Nella fattispecie in esame, il mancato espletamento di un’importante attività preparatoria alla successiva formazione del rogito, come la tempestiva e puntuale visura dei registri immobiliari, non appare idonea ad integrare un ipotesi di imperizia, cui soltanto sarebbe indirizzata la previsione normativa di cui al richiamato art. 2236 c.c., ma una vera e propria ipotesi di negligenza od imprudenza, intendendosi per tali la violazione del dovere di prestare la normale diligenza professionale che è lecito attendersi dal prestatore d’opera intellettuale ai sensi del comma 2 dell’art. 1176 c.c.

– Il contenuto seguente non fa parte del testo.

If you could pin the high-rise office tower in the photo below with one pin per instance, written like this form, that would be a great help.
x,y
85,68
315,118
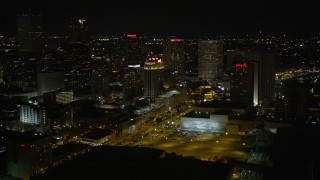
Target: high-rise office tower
x,y
244,82
77,66
34,114
29,31
210,62
152,76
1,76
79,30
174,55
132,82
266,71
266,74
134,50
295,102
49,81
100,81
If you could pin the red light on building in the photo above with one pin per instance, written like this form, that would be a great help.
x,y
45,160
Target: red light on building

A tal uopo il tribunale di Bari con la pronuncia del 11 luglio 2005 ha affermato che “l’omesso assolvimento dell’obbligo di informazione del cliente in ordine all’eventuale sussistenza di iscrizioni o trascrizioni pregiudizievoli a carico del bene immobile oggetto del richiesto trasferimento immobiliare, comporta la violazione di un preciso obbligo di diligenza gravante sul professionista, la cui colpa va valutata a norma dell’art. 1176 c.c., dovendosi ritenere l’elemento soggettivo integrato anche dalla colpa lieve, non potendo il professionista invocare la limitazione di responsabilità sancita dall’art. 2236 c.c., operante nei soli casi di dolo o colpa grave, che notoriamente attengono esclusivamente alla perizia, per la soluzione di problemi tecnici di particolare difficoltà, con esclusione dell’imprudenza e della negligenza”.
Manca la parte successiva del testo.